Governor Andy Beshear announced on Thursday that his office would take four steps to study and potentially act on medical cannabis after legislators failed to pass a bill to legalize medicinal marijuana in the 2022 session. Representatives passed House Bill 136 59-34, but the Senate did not hear the bill before final adjournment on April 14. Representative Jason Nemes (R-Louisville) sponsored the measure.
“Its time has come, and it can give some ailing Kentuckians relief,” Beshear insisted at a news conference. He said the process would take place over the next several months.
The governor intends to take the following steps:
- Ask his general counsel and team to analyze options on executive actions;
- Establish the governor’s medical cannabis advisory team;
- Hear public comment across the state; and
- Create an email address for Kentuckians to communicate with the governor’s office on the issue ‒[email protected]
Beshear did not say who would serve on the advisory team. When asked whether he should include Representative Nemes, Beshear said he had not considered that option, but a conversation could take place. Although Beshear promised the group would make at least four stops throughout the state, he did not provide a detailed schedule.

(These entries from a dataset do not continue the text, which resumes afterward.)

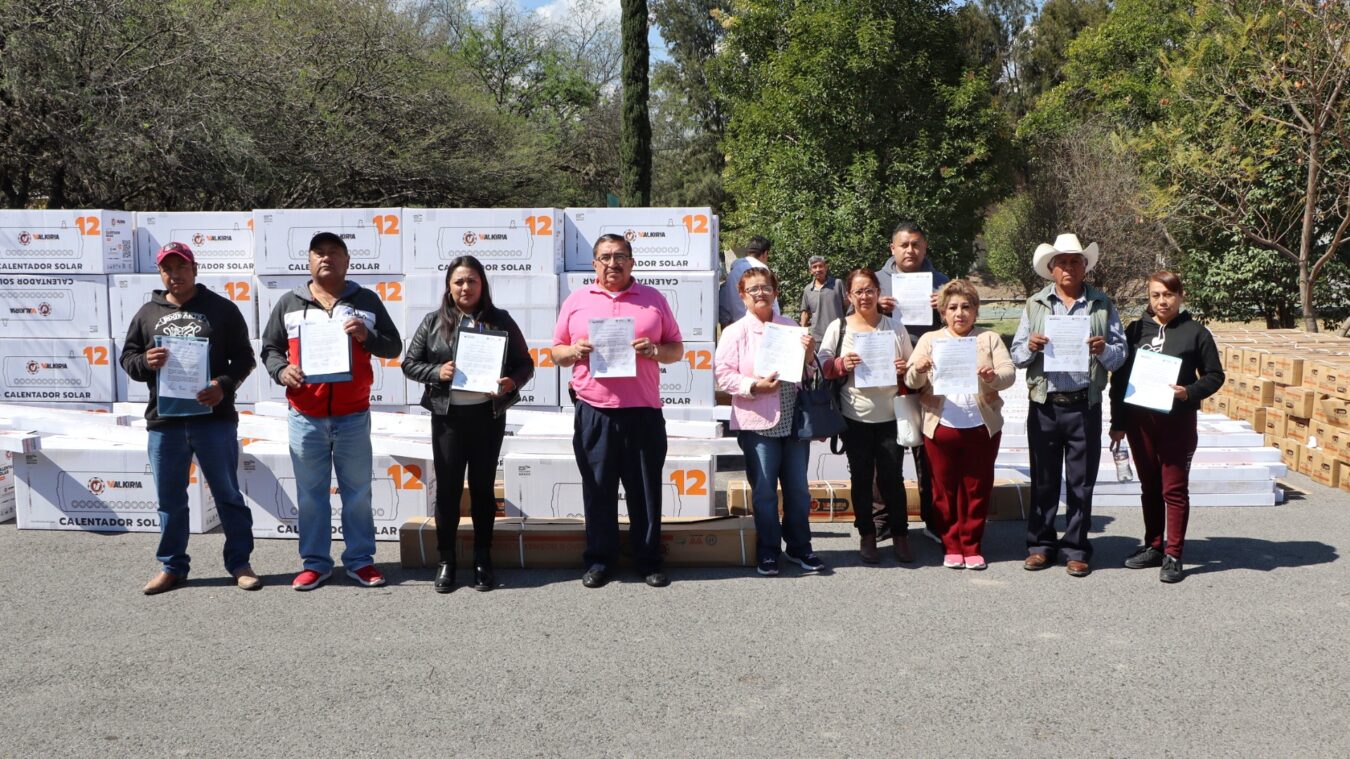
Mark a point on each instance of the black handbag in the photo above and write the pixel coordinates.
(817, 413)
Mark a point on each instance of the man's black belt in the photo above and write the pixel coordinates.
(1067, 399)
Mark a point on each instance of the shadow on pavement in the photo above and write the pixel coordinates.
(1221, 554)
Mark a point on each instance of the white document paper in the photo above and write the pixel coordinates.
(612, 343)
(324, 349)
(956, 368)
(780, 350)
(1152, 378)
(478, 362)
(878, 353)
(1068, 346)
(188, 369)
(913, 297)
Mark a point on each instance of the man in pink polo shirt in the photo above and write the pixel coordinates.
(618, 434)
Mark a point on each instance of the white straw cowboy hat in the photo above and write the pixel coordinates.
(1067, 242)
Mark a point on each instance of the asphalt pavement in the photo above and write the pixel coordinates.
(1249, 655)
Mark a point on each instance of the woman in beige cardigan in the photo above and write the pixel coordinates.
(961, 431)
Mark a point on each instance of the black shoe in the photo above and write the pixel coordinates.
(444, 577)
(1171, 570)
(483, 577)
(1145, 557)
(596, 577)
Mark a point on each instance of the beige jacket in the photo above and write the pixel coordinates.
(990, 351)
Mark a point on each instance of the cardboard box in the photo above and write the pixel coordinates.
(1335, 380)
(1252, 361)
(57, 370)
(128, 292)
(543, 388)
(663, 239)
(1296, 430)
(45, 305)
(520, 241)
(529, 299)
(691, 295)
(550, 486)
(1291, 454)
(698, 542)
(1322, 467)
(401, 489)
(417, 543)
(7, 488)
(373, 237)
(78, 484)
(389, 288)
(1275, 422)
(66, 242)
(1283, 369)
(690, 382)
(1256, 389)
(220, 241)
(1299, 401)
(1335, 409)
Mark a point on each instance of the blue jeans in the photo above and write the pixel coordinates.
(319, 447)
(216, 445)
(768, 462)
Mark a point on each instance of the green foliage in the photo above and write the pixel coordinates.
(847, 118)
(1011, 232)
(635, 145)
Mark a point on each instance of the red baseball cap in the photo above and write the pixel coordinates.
(174, 249)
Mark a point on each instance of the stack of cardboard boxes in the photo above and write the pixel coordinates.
(1295, 386)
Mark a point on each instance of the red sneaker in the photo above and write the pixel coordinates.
(309, 580)
(367, 576)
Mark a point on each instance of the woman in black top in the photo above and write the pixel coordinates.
(466, 427)
(1163, 442)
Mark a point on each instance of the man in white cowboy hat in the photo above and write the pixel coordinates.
(1064, 420)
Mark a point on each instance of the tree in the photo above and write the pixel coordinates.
(635, 145)
(845, 118)
(689, 120)
(1256, 142)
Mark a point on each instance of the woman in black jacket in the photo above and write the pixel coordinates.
(1163, 442)
(466, 427)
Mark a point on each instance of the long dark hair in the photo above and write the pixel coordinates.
(448, 311)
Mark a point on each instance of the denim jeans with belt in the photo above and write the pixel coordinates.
(216, 445)
(768, 462)
(319, 447)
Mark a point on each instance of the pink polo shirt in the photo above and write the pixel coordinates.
(652, 319)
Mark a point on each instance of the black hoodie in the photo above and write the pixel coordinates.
(1202, 369)
(207, 315)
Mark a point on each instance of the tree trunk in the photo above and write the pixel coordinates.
(1310, 210)
(635, 142)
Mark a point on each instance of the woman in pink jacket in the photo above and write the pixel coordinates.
(762, 413)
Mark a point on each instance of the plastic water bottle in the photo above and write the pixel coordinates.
(1121, 455)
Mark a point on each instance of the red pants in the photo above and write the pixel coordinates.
(1161, 446)
(963, 478)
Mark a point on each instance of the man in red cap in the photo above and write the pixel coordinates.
(178, 318)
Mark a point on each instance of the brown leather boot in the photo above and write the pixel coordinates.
(867, 550)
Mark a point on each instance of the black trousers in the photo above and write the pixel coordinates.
(1065, 443)
(612, 446)
(874, 455)
(466, 438)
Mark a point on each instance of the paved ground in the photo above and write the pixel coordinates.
(1249, 655)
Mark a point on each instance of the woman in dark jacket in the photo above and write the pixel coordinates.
(466, 427)
(1163, 442)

While Beshear insisted he is not advocating for recreational cannabis use, he responded to a question about decriminalization efforts in Kentucky: “Nobody needs to go to jail, ultimately causing the loss of a job ‒ being apart from their family ‒ for possession of marijuana. It is very rare that that happens right now, but the fact that it continues to happen, I think, shows that we are more than a little bit outdated on that side.”
Thirty-seven states and the District of Columbia currently allow some form of medical marijuana.
Senate President Robert Stivers (R-Manchester) released a statement following the governor’s plan for medical marijuana:
“The public should be concerned with a governor who thinks he can change statute by executive order. He simply can’t legalize medical marijuana by executive order; you can’t supersede a statue by executive order because it’s a constitutional separation of powers violation.”
Stivers noted that the General Assembly has already authorized research efforts on medical marijuana with the passage of House Bill 604 this session. While it stops short of approving medical marijuana, the bill would create a Center for Cannabis Research at the University of Kentucky. “The governor may speak in favor of medical marijuana, but he still has not signed HB 604 that has been sitting on his desk since April 14,” Stivers said.